Alexandre Borodine : «je suis un musicien du dimanche  »

Professeur de chimie à l’Académie militaire de médecine de Saint-Pétersbourg, Borodine composa peu. Mais ses œuvres tels Le Prince Igor ou la Symphonie n° 2 sont passées à la postérité. Pas si mal pour un musicien du dimanche…

Alexandre Borodine vit le jour le 12 novembre 1833. Fille d’un soldat de seconde classe de l’armée russe, sa mère, Avdotia Antonova, avait eu à vingt-quatre ans une liaison avec Louka Guedianov, prince caucasien de trente ans son aîné. Déclaré par lui comme fils de l’un de ses serfs, Alexandre Loukitch Guedianov devint Alexandre Porfirievitch Borodine. Tous les jours, Guedianov, "redingote bleue, cheveux gris-vert séparés par une raie, teint presque olivâtre [et] yeux brillants d’une profondeur inouïe, immenses comme la surface d’un verre plein à ras bords", se rendait chez la "demoiselle " Antonova – comme le raconte Nina Berberova dans sa biographie du musicien, rédigée en 1937. Peu instruite, la mère se projetait néanmoins dans ses enfants, et lorsque Alexandre se mit à tapoter une boîte en déclarant : " Je veux faire du tambour ", elle lui trouva aussitôt un professeur… de piano. Entre les cours de mathématiques, physique, philosophie, latin, français, allemand et anglais, sa mère lui trouve une demi-heure, non pas pour le tambour mais pour la flûte. C’est d’ailleurs l’un des militaires qui donne la leçon, pour 50 ko­pecks. Tandis qu’il arrive en tête de tous les examens, s’ajoute la pratique du violoncelle, qu’il joue en quatuor dans la famille de son camarade d’école Micha, qui lui-même s’est fixé sur le violon.

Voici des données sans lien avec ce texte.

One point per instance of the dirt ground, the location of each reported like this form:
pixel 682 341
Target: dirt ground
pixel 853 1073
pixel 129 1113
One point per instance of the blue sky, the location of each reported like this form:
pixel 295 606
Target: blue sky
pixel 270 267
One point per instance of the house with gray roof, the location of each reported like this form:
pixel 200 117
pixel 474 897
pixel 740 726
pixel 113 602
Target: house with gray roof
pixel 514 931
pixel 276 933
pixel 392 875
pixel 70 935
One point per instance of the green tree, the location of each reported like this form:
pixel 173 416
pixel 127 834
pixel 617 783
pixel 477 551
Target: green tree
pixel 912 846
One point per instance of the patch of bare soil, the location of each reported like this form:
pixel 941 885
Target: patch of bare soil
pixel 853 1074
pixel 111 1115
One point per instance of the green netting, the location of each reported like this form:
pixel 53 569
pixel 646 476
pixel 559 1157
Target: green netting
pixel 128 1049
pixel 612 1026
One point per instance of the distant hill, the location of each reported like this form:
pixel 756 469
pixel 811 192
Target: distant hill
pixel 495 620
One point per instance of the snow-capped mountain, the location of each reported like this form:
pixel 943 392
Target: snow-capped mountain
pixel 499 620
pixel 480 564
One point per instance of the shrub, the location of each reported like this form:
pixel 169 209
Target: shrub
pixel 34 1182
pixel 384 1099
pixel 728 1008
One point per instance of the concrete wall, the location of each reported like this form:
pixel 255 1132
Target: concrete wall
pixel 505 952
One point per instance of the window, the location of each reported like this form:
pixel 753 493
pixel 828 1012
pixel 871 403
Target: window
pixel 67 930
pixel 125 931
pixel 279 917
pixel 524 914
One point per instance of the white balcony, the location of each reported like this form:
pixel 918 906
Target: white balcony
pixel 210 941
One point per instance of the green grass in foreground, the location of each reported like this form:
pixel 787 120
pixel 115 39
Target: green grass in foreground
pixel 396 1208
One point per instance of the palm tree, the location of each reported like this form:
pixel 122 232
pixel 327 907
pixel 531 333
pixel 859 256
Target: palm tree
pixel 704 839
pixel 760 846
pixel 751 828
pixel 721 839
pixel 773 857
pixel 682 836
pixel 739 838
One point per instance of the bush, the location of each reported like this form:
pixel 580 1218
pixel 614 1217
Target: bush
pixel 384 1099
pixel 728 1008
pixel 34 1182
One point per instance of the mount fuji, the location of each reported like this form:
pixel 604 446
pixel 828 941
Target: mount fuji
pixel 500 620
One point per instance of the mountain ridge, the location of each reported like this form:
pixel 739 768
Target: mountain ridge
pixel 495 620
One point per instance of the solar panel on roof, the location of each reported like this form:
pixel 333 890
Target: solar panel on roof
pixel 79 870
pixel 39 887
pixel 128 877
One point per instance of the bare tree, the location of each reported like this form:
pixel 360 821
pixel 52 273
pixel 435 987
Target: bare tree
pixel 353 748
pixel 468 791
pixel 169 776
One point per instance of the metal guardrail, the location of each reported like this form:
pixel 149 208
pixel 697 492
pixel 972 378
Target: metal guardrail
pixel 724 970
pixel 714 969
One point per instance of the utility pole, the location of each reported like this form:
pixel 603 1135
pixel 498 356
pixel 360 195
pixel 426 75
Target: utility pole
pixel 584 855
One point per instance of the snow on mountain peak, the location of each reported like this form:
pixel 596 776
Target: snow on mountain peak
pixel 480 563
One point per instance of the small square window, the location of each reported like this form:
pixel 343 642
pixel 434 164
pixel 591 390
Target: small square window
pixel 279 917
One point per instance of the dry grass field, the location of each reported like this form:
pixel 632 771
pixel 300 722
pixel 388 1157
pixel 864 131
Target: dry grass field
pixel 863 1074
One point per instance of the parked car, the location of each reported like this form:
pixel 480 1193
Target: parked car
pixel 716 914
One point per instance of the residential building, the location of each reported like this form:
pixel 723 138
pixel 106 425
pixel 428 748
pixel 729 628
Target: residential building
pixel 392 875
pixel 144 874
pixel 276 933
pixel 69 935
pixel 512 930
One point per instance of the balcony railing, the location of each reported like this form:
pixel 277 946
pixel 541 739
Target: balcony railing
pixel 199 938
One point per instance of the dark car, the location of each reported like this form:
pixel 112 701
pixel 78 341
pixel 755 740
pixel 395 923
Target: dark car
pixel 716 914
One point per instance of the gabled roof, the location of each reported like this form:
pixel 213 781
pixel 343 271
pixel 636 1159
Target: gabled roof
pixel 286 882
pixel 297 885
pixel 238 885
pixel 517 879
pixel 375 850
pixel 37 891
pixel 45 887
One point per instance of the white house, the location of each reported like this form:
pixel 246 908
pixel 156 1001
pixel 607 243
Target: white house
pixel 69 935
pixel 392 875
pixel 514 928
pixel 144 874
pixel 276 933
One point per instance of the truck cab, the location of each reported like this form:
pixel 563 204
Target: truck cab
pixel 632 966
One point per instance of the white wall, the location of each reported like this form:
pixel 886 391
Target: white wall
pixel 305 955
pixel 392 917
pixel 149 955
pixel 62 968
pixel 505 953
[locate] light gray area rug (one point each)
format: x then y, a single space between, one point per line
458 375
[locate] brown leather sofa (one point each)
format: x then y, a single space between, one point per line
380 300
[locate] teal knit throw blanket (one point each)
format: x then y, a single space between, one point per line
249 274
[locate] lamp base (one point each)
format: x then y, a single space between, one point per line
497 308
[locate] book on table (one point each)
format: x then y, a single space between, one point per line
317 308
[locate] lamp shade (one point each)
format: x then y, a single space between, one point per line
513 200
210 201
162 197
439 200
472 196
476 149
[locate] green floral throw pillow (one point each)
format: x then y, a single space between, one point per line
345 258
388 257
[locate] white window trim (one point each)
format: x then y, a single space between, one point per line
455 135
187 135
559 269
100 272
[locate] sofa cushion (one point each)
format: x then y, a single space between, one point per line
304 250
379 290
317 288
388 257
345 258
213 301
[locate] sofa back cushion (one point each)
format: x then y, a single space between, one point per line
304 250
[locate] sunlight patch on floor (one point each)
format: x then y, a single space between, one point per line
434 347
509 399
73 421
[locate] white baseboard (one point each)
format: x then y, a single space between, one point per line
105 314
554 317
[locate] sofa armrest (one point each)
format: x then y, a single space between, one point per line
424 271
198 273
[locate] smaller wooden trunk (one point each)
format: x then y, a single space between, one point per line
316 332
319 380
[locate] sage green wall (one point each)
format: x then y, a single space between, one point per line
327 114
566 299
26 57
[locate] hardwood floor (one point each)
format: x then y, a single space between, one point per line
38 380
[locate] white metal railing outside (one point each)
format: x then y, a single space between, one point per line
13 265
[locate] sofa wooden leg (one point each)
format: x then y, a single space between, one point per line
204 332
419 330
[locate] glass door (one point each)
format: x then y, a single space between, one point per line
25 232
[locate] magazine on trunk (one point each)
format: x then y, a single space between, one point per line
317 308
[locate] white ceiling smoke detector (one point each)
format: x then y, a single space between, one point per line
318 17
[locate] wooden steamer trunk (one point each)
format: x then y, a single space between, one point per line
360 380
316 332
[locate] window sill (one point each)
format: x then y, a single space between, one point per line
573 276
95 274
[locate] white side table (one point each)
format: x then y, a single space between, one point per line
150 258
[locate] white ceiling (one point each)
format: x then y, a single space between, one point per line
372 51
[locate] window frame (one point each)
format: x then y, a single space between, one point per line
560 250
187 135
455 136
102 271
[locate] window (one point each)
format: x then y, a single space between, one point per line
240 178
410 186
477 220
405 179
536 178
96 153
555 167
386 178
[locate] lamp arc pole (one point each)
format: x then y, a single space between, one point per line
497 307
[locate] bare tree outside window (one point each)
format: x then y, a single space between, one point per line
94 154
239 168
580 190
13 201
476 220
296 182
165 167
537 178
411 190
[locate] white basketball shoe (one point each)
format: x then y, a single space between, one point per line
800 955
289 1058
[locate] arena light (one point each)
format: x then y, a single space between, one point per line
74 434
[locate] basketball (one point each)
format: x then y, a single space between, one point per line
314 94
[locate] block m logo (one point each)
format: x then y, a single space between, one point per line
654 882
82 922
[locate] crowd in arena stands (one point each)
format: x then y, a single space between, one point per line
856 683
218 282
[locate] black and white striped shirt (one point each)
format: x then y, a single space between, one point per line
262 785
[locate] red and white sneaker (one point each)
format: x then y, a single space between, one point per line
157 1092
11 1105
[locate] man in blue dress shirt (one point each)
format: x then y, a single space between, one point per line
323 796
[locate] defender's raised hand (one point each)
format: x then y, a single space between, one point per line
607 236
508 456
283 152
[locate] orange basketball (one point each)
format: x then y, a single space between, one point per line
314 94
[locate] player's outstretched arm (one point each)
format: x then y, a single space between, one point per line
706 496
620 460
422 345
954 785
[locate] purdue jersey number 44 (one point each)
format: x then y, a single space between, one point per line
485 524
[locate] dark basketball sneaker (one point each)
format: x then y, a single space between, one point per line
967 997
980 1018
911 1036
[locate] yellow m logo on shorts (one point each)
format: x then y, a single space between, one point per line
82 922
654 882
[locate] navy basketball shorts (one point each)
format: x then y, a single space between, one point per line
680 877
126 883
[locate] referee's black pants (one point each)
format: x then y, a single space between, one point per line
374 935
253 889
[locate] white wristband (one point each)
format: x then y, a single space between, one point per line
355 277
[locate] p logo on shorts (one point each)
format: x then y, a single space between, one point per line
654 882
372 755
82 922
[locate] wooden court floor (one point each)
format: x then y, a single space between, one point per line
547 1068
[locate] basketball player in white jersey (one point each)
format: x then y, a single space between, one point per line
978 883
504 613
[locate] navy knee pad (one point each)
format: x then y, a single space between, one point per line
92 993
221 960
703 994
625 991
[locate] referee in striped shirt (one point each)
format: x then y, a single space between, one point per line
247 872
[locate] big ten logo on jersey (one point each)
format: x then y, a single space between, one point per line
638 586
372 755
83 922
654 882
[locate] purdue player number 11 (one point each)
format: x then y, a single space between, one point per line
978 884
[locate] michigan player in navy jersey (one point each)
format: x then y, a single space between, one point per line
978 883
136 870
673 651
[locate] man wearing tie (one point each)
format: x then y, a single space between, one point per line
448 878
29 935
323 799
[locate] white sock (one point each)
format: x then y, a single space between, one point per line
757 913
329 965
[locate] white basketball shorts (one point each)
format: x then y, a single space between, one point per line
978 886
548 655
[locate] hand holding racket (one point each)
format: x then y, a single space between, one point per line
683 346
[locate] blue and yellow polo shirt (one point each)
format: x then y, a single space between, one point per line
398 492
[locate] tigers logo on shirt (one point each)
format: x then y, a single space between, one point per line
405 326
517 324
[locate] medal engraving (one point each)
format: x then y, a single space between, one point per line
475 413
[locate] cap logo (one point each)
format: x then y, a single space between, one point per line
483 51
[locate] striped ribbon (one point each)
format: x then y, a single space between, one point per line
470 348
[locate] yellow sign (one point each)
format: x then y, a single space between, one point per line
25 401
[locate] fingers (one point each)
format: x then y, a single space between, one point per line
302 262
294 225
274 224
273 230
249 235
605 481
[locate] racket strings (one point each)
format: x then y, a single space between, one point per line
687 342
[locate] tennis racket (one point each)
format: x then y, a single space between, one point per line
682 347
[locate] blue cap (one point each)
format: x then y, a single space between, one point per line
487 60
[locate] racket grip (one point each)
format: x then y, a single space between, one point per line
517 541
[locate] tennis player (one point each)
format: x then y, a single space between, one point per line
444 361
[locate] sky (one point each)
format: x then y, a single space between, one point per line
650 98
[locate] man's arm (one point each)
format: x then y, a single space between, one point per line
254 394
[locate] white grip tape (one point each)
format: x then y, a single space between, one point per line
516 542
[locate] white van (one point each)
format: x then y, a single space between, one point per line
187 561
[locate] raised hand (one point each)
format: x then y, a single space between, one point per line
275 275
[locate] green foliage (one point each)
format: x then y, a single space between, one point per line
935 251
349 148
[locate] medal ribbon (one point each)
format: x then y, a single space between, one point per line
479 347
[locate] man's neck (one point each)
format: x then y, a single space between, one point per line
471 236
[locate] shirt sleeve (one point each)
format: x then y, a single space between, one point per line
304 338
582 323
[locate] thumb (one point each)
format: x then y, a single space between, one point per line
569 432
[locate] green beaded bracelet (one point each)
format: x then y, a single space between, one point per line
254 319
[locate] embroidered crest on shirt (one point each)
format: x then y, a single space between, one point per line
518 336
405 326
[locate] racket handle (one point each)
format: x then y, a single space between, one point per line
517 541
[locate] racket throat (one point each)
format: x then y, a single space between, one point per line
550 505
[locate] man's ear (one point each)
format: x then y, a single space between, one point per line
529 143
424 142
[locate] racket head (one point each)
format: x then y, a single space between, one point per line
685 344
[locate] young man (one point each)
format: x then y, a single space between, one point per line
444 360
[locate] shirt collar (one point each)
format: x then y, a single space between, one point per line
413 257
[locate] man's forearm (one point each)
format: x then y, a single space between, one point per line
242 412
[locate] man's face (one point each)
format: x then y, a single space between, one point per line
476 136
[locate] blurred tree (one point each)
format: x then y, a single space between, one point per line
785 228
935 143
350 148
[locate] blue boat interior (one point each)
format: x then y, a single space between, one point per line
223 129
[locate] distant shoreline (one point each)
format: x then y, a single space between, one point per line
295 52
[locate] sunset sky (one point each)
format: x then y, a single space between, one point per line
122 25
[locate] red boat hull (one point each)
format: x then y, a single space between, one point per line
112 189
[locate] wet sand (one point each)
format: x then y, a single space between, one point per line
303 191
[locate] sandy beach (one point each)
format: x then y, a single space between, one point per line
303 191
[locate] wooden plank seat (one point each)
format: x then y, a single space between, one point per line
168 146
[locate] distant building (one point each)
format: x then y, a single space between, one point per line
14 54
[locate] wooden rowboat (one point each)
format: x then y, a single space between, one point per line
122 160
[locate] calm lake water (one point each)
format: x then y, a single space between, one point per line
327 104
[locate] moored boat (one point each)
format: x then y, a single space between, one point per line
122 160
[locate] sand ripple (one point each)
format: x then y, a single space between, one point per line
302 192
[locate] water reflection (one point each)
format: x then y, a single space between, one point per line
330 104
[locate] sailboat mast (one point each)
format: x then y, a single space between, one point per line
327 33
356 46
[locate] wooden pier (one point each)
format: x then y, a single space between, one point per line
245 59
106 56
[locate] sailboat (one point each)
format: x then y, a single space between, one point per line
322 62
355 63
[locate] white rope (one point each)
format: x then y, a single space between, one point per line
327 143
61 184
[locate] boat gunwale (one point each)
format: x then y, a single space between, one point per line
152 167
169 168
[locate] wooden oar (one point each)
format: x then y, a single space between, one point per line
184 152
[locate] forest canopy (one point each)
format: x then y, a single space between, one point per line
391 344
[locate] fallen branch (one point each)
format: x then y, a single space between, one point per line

Passé seize ans, son professeur de chimie Zinine lui reproche son intérêt pour la musique : " Laissez tomber vos romances, bougonne-t-il, un grand travail sur les alcaloïdes vous attend, et vous vous amusez à griffonner des notes. Qui poursuit deux lièvres à la fois… " Il a vingt ans.
Un homme d’une bonté extrême
Alors, chimie ou médecine ? Berberova : "Borodine l’ignorait encore lui-même, il sentait seulement qu’il ne pouvait se consacrer entièrement à la chimie, pas plus qu’à la médecine. Un obstacle le gênait, il s’agissait de son passe-temps favori" : la musique ! Des années 1852-1856, indique André Lischke (Histoire de la mu­sique russe), ont été conservées ses premières œuvres de musique de chambre, jamais éditées du vivant du compositeur, marquées par Mendelssohn : deux trios à cordes, un quatuor pour flûte, hautbois, violon et violoncelle, ainsi qu’un quintette à cordes.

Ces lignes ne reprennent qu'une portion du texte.